Introduction
LVGL (Light and Versatile Graphics Library) is an open-source embedded graphics library written in C. It provides everything needed to create modern UIs on microcontrollers and embedded processors with limited resources, targeting displays from simple monochrome to full HD.
What LVGL Does
- Renders rich UIs on resource-constrained devices with as little as 32KB RAM
- Provides 30+ built-in widgets including buttons, charts, lists, and keyboards
- Supports touch, mouse, keyboard, and encoder input devices
- Offers animations, anti-aliasing, opacity, and smooth scrolling effects
- Works with any display driver and runs on bare metal or with an RTOS
Architecture Overview
LVGL uses a retained-mode rendering architecture with a display buffer system. The library maintains an internal scene graph of objects and only redraws areas that have changed (partial rendering). It operates on a single-threaded tick-based loop, making it predictable for real-time systems. The hardware abstraction layer separates display and input drivers from core logic.
Self-Hosting & Configuration
- Include LVGL source files directly in your embedded project (no OS required)
- Configure via lv_conf.h to enable or disable features and set memory limits
- Provide a display flush callback and optional input read callback
- Supports FreeRTOS, Zephyr, RT-Thread, and bare-metal environments
- SquareLine Studio available as a visual UI design tool for LVGL
Key Features
- Extremely low memory footprint (64KB flash, 16KB RAM minimum)
- Hardware-accelerated rendering via GPU support (STM32 DMA2D, NXP PXP)

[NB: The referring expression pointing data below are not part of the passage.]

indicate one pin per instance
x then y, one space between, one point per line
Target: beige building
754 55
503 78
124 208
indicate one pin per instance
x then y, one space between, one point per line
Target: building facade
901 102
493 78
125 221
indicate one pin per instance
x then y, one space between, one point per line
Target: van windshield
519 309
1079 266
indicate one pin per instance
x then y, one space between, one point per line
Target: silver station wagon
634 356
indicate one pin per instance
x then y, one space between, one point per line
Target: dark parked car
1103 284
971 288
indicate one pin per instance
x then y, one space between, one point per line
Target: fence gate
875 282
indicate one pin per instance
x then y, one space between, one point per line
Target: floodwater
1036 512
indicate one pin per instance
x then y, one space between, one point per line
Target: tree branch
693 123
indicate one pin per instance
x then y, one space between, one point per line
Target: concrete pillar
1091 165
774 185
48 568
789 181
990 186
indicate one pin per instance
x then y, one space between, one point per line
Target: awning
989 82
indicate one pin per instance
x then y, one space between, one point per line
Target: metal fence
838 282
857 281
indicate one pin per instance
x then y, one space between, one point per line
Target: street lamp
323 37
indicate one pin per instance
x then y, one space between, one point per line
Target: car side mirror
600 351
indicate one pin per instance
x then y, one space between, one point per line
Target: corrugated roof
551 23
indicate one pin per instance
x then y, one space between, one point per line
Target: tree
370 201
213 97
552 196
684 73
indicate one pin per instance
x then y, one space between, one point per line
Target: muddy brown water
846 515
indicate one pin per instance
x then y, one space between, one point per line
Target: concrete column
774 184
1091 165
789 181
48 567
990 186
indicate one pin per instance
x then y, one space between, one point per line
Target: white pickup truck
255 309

- Multi-language support with UTF-8, BiDi text, and Arabic shaping
- Built-in themes and style system for consistent look-and-feel
- MicroPython and JavaScript bindings available
Comparison with Similar Tools
- Qt for MCU — Commercial, higher memory requirements; LVGL is free and lighter
- TouchGFX — STM32-only; LVGL is vendor-agnostic and portable
- emWin — Segger proprietary; LVGL is MIT-licensed and community-driven
- u8g2 — Focused on monochrome displays; LVGL handles full-color UIs
- Dear ImGui — Immediate mode for desktop; LVGL is retained mode for embedded
FAQ
Q: What hardware does LVGL run on? A: Any MCU or MPU with at least 32KB RAM and a display. Popular targets include STM32, ESP32, NXP, and Raspberry Pi Pico.

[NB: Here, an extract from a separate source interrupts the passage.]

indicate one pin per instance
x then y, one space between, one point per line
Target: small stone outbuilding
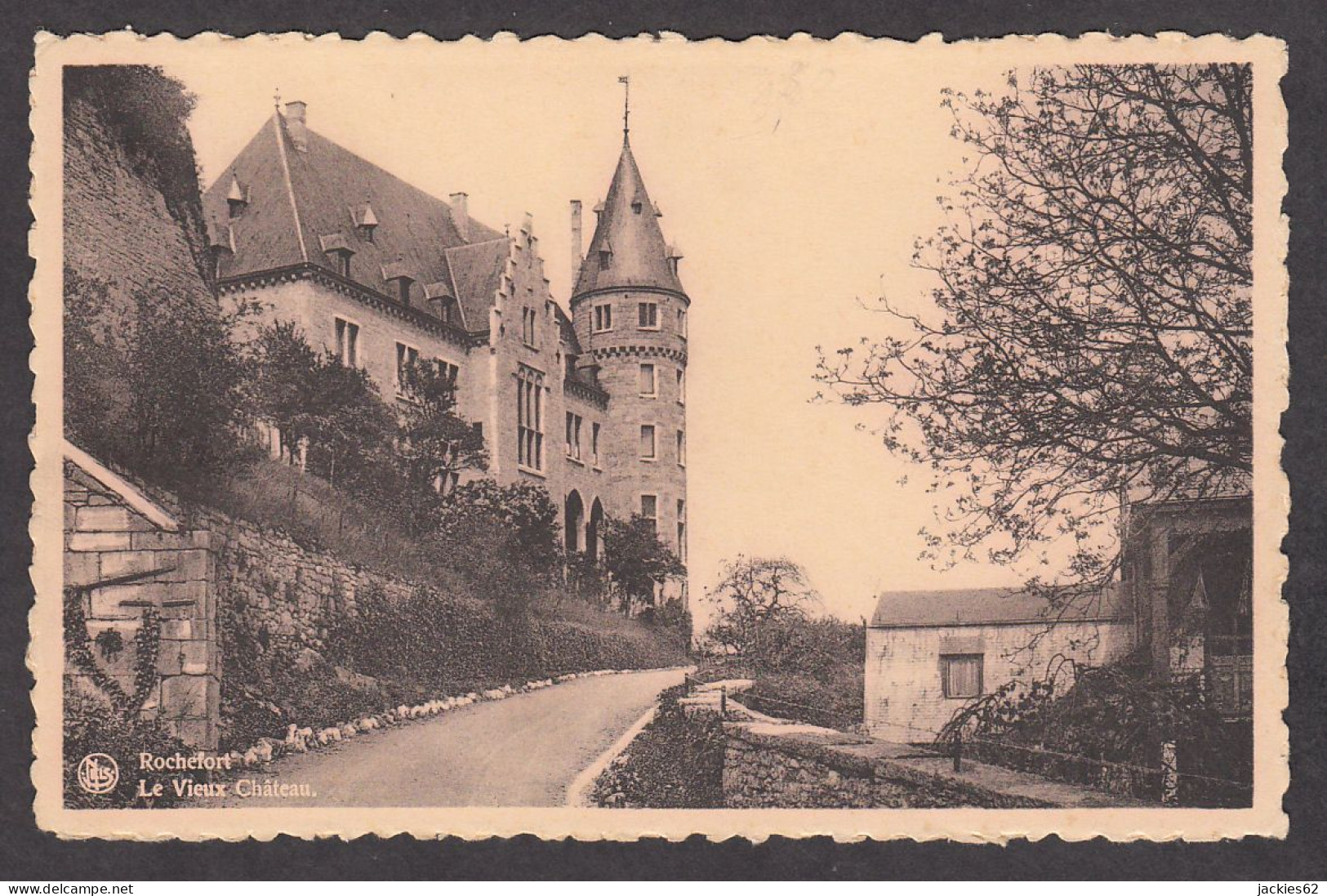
141 590
932 652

Q: Does LVGL require an operating system? A: No. LVGL runs on bare metal with a simple periodic tick call. It also integrates with FreeRTOS, Zephyr, and other RTOSes.
Q: How do I design UIs visually? A: SquareLine Studio is a drag-and-drop editor that exports LVGL-compatible C code.
Q: Can LVGL handle touchscreens? A: Yes. It supports capacitive and resistive touch panels, plus gestures like swiping and long-press.